Sunday, April 15

Taliea's new EP

http://taliea.bandcamp.com/

Hey look! It's a link to my band's EP. You should click on it, and then listen to it, and then buy it!

It's late and I'm tired.
 Love,
Isaac

Saturday, April 7

What then?

I have always been given to the idea that when one pursues excellence in a given area, one is consciously diminishing the possibilities of excelling in any other.

For example, I love too much. Not people, really, just things. Ideas. Thoughts. Books. Music. Words that stand by themselves, capitalized, and followed by a coma. Words. (The people thing was a joke, sort of).

I feel as though I am tragically living my life balanced upon a see-saw, and my goal is, in some strange way, to reach the bottom safely, without a disgruntling thud. But to get down means to choose a side to walk upon so that it will weigh down and bear me to the ground-- and who knows what would happen if I were to choose This way, instead of That way. Well, of course the logical thing to occur would be for me to reach a certain bottom-- the ground, as it were. That is the end goal. But I have this terrible feeling that, whatever plank I choose to walk on will in some way define the kind of person I will end up being as I set foot to the ground. And the person that I end up being is, for some (perhaps daft) reason of paramount importance.

And this is dealing with more than that annoyingly unanswered question of "What to major in in college." Perhaps even more than the other equally annoying, but far more consequential, question of "What do I believe about God." This is transcending all these quibbles and going straight to the core: "What, if anything, is important?"

I've been told that one can only find that answer in oneself. That's a cute little post-modernistic one-liner you can use at intimate moments as you're talking with your one Transcendentalist friend over a beer behind a house where the party's dying down.

I've also been told that you can find what's important in Jesus. That's another cute little one-liner you can use as you're staring at the floor, giving your two cents-worth of what such and such bible verse means at a Wednesday night bible study.

What's important is found in the Bible --- Intimate moment around a campfire on a stifling Friday night at a Christian camp in July.

What's important? Whatever is right in front of you.  Your subconscious tells you that when you're not paying attention. And we never pay attention. Like right now. I'm not paying attention. Thus, this blog is important. How important? Can't say. I wasn't paying attention.
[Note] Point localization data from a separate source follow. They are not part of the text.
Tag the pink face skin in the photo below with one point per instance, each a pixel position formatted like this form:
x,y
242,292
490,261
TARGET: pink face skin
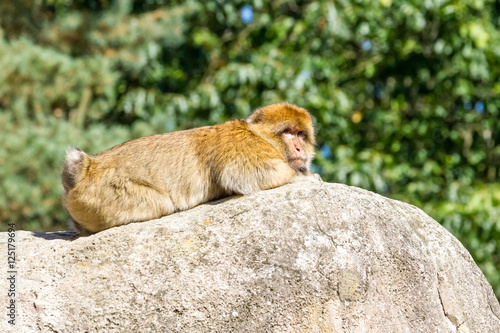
x,y
296,154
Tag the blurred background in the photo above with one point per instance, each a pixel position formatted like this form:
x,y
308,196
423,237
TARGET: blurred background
x,y
404,93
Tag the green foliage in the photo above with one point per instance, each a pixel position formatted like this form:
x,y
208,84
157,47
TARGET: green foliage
x,y
405,95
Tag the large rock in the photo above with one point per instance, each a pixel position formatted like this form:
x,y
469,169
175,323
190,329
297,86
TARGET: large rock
x,y
306,257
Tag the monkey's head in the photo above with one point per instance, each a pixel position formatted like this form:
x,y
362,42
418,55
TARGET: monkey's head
x,y
289,129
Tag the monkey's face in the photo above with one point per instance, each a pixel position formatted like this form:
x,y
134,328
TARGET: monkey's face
x,y
298,150
289,129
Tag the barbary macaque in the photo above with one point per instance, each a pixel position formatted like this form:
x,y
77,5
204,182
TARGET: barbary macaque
x,y
154,176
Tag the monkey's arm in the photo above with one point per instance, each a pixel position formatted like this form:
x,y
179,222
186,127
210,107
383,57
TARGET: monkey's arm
x,y
250,163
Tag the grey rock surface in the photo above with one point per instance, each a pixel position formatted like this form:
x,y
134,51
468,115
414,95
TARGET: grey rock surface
x,y
305,257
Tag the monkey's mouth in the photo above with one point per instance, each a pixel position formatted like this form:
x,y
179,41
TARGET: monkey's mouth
x,y
297,161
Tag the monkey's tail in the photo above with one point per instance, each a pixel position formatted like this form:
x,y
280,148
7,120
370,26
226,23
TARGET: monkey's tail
x,y
75,162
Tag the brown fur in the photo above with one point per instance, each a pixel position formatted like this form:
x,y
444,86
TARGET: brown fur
x,y
158,175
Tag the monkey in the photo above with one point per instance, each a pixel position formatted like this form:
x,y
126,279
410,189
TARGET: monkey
x,y
155,176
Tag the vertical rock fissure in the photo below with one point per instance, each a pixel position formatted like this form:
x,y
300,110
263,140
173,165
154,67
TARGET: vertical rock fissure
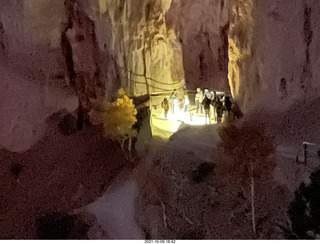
x,y
65,43
308,33
78,34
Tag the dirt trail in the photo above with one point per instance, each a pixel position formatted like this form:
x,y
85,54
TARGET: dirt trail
x,y
60,173
190,195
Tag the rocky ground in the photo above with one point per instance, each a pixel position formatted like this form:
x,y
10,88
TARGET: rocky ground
x,y
198,184
58,174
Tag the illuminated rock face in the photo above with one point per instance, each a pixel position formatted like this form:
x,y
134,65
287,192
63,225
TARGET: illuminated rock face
x,y
201,27
147,56
273,50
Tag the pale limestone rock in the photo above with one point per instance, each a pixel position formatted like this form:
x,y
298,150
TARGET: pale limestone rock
x,y
201,27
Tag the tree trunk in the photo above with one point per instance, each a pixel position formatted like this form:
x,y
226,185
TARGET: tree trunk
x,y
252,205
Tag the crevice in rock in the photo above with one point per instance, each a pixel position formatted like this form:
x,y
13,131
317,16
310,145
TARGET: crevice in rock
x,y
307,33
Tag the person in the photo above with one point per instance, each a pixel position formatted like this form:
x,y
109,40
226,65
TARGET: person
x,y
206,105
172,98
227,105
283,88
213,101
207,93
219,109
198,100
165,106
185,102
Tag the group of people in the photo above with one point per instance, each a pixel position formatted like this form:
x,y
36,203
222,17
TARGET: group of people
x,y
173,103
211,103
206,101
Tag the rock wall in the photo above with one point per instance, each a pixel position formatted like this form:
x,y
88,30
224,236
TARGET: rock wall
x,y
201,27
146,53
273,51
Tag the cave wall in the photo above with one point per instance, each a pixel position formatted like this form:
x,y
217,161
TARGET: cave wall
x,y
201,28
147,55
273,51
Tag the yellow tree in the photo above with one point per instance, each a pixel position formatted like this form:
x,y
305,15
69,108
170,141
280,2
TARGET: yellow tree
x,y
117,118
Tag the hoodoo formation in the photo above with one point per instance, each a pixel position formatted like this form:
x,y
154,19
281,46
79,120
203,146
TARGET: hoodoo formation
x,y
197,118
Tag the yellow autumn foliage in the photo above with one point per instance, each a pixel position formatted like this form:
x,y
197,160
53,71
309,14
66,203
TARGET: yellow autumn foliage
x,y
116,117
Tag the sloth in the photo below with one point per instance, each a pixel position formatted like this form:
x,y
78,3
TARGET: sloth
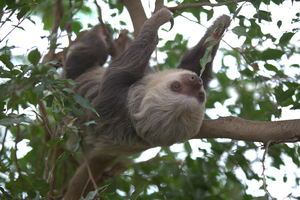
x,y
138,108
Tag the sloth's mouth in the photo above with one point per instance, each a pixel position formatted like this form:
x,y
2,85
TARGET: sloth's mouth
x,y
201,97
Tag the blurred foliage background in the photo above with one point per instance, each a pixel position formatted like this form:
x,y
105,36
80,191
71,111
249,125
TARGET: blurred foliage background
x,y
256,78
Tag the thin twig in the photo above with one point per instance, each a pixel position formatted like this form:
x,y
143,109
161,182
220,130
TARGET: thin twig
x,y
88,168
3,141
16,149
264,168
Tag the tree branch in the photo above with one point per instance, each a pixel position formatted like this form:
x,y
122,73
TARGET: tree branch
x,y
137,14
241,129
197,5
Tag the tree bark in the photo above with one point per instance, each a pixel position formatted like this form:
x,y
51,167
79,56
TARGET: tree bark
x,y
137,14
246,130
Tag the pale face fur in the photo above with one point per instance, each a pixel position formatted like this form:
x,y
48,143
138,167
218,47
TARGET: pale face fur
x,y
165,117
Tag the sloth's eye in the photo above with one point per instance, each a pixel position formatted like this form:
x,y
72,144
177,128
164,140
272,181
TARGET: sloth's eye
x,y
176,86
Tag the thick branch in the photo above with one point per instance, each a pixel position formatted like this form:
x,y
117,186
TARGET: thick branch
x,y
197,5
241,129
137,14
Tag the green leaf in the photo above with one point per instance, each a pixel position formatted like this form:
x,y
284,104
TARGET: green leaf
x,y
34,56
240,31
68,90
139,189
51,143
62,157
76,144
39,89
271,54
279,23
42,186
271,67
89,122
23,11
13,119
84,103
285,38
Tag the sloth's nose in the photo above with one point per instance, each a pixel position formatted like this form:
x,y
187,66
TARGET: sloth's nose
x,y
193,80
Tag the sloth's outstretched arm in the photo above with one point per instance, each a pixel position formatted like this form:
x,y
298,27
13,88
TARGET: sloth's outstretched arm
x,y
191,59
130,66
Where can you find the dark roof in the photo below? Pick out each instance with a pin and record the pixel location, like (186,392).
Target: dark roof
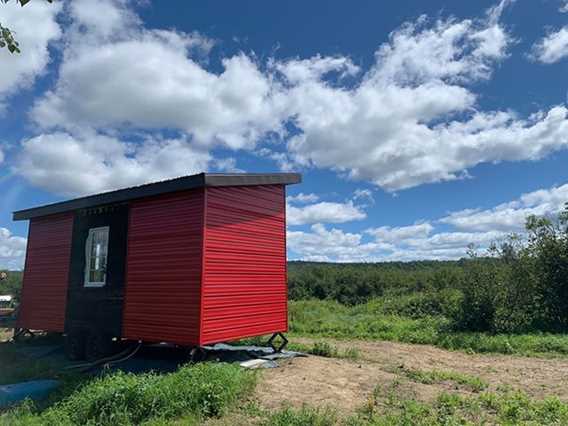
(173,185)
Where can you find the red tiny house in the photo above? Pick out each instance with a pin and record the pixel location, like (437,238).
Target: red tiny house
(46,273)
(165,237)
(204,260)
(244,285)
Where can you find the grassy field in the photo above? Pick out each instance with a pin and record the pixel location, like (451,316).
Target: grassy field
(390,406)
(380,319)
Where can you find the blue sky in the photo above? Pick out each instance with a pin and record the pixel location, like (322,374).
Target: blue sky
(419,127)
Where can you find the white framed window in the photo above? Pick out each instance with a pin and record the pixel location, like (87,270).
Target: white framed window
(96,250)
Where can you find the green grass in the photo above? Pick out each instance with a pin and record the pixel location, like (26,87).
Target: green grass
(429,377)
(391,407)
(193,392)
(378,320)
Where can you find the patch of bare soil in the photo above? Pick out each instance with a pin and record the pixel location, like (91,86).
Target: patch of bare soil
(338,383)
(347,385)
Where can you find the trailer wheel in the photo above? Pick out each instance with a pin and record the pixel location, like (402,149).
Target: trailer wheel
(75,345)
(197,354)
(99,345)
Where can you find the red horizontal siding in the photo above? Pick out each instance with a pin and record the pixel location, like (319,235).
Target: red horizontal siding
(244,285)
(46,273)
(165,238)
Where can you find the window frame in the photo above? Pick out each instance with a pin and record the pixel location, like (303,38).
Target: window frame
(88,246)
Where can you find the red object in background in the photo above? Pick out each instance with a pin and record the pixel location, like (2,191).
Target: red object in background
(44,290)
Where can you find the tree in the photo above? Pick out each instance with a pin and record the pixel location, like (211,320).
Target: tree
(7,39)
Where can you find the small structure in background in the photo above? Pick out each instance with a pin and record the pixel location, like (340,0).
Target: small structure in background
(192,261)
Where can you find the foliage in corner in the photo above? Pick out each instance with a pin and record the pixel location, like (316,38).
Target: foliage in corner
(7,39)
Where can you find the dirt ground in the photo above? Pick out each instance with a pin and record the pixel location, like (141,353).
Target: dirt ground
(347,385)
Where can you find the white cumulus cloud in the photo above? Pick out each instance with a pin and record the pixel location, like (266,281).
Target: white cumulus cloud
(75,165)
(510,217)
(553,47)
(302,198)
(324,211)
(12,250)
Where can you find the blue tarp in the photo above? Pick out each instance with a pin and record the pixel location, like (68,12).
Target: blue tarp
(36,390)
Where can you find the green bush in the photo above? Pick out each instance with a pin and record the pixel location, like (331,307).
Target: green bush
(524,287)
(201,390)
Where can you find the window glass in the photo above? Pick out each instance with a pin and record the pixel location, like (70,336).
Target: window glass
(96,249)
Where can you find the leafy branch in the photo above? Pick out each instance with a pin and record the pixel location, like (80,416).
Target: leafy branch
(7,39)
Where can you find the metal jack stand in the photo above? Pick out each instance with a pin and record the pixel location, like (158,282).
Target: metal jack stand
(281,346)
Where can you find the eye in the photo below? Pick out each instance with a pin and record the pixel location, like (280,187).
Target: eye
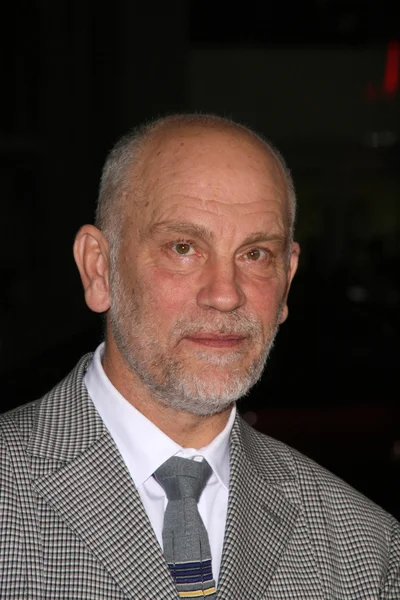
(256,254)
(183,248)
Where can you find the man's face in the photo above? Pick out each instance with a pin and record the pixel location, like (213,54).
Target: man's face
(199,287)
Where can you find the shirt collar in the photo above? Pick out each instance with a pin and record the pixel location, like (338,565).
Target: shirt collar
(143,446)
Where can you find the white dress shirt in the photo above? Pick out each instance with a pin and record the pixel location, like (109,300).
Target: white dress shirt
(144,447)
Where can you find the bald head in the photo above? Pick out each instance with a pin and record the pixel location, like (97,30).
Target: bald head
(126,171)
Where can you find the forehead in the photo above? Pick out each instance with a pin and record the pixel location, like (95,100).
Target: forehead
(202,173)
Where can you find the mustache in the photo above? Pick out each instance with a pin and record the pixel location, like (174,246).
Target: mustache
(233,324)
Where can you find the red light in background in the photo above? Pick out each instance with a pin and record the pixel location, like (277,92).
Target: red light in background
(390,82)
(391,78)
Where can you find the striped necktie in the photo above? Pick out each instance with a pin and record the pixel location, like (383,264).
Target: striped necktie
(185,539)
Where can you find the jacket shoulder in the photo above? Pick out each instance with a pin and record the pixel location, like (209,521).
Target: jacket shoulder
(317,486)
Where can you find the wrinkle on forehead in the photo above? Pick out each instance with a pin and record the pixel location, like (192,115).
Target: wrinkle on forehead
(176,173)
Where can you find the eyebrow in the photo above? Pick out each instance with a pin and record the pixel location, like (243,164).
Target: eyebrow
(191,229)
(184,227)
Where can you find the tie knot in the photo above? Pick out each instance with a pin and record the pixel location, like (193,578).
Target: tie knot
(183,478)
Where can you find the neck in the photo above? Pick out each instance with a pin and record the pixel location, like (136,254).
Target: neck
(186,429)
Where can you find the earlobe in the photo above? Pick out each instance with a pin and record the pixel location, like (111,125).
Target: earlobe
(294,260)
(92,259)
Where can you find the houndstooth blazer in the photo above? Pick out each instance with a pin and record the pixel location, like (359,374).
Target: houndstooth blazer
(73,525)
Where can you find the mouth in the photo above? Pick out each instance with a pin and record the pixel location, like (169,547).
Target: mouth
(217,340)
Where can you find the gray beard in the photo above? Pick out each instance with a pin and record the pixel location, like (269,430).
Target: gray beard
(165,376)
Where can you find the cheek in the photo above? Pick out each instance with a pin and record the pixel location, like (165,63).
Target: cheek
(168,293)
(265,299)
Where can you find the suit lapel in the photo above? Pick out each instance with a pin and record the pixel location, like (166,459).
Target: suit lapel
(91,490)
(260,520)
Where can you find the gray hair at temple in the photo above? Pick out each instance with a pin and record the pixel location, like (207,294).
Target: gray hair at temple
(120,177)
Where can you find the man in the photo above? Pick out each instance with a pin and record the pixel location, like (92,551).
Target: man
(191,260)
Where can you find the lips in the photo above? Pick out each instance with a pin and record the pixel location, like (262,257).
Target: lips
(217,340)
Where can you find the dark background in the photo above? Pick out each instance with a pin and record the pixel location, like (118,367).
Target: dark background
(319,78)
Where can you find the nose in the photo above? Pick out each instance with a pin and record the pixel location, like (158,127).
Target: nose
(220,288)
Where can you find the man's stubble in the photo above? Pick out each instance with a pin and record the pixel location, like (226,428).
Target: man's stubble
(210,388)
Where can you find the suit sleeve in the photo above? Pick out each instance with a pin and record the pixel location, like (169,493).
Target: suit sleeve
(391,585)
(11,531)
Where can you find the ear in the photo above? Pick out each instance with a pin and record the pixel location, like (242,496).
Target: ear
(293,262)
(91,255)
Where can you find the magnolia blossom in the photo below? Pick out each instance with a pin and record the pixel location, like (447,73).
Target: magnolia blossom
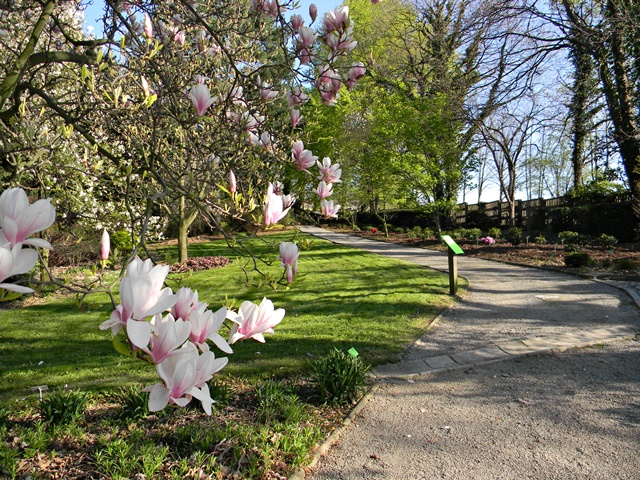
(297,97)
(324,190)
(295,117)
(354,74)
(201,98)
(289,253)
(329,173)
(142,296)
(148,27)
(232,182)
(296,22)
(105,245)
(16,261)
(204,326)
(328,209)
(302,159)
(166,337)
(274,209)
(145,87)
(328,84)
(19,219)
(184,378)
(304,44)
(252,321)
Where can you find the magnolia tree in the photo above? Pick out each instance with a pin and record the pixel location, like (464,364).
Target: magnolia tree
(194,104)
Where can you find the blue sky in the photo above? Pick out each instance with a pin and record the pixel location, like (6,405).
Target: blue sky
(94,11)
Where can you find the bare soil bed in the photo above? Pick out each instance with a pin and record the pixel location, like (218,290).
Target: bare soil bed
(620,263)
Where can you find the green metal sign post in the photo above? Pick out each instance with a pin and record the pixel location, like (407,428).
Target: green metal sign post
(453,250)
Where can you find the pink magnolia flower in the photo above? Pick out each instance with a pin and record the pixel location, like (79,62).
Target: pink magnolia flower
(179,37)
(141,294)
(181,375)
(274,210)
(16,261)
(148,26)
(328,209)
(329,173)
(105,245)
(19,219)
(289,253)
(295,117)
(296,22)
(166,337)
(302,159)
(201,98)
(324,190)
(232,182)
(205,325)
(297,97)
(252,321)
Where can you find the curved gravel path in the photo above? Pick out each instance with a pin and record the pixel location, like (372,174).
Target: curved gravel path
(574,414)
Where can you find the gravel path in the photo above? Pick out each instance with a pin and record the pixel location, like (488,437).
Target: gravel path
(574,414)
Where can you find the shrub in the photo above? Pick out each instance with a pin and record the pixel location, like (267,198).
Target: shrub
(473,233)
(276,404)
(513,235)
(605,241)
(427,233)
(133,403)
(63,407)
(578,259)
(121,240)
(625,264)
(339,377)
(569,237)
(494,232)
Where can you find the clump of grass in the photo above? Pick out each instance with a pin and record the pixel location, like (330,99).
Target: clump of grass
(63,407)
(339,377)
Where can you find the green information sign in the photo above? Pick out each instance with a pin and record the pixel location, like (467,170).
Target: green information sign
(455,248)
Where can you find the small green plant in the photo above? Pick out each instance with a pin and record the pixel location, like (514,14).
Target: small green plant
(513,235)
(121,240)
(133,403)
(625,264)
(568,237)
(494,232)
(473,233)
(63,407)
(339,377)
(606,241)
(277,404)
(578,259)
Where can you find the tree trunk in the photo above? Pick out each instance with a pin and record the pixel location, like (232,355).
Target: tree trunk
(185,219)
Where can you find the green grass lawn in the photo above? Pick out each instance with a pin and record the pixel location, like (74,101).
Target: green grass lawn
(341,298)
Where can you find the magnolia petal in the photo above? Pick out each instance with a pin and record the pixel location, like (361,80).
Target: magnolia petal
(221,343)
(139,333)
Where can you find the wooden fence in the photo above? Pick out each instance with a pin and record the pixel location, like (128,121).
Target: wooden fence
(497,213)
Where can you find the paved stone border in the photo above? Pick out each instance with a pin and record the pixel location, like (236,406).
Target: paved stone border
(332,439)
(504,351)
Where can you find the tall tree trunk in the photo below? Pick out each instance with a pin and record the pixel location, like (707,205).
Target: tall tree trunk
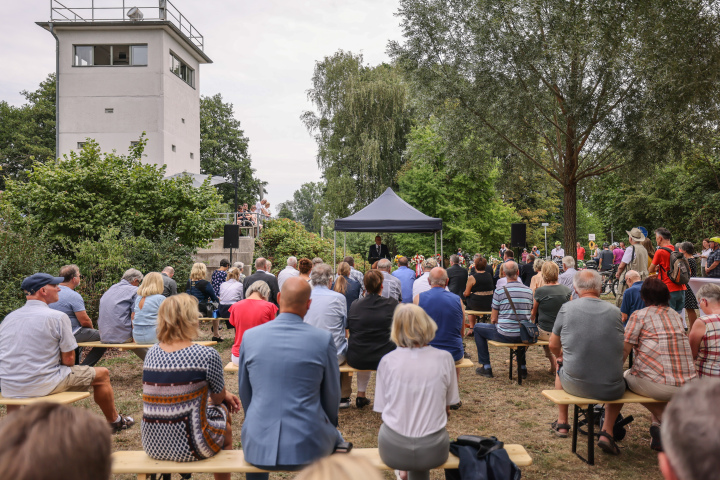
(570,220)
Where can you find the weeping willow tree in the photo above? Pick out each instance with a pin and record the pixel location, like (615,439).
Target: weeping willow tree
(361,123)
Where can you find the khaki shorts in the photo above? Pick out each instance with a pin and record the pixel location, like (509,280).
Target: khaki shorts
(79,380)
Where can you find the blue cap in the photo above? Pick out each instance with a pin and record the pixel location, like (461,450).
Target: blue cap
(35,282)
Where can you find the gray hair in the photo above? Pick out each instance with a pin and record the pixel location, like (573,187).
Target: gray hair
(510,269)
(689,430)
(261,287)
(384,264)
(132,274)
(588,281)
(569,261)
(321,275)
(710,292)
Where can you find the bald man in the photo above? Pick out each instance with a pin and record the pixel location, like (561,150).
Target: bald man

I'm used to being alone by now. I like being alone. It's comforting.
It's also terrifying.

I want to go to the sea, to close my eyes and hear the waves and the gulls and my own breath, all merging into one sound. The sound of time passing slowly. I want to feel the sun on my pale skin and bring it slowly to life, but not too hurriedly, otherwise I will burn. But then, should I want to burn, what then?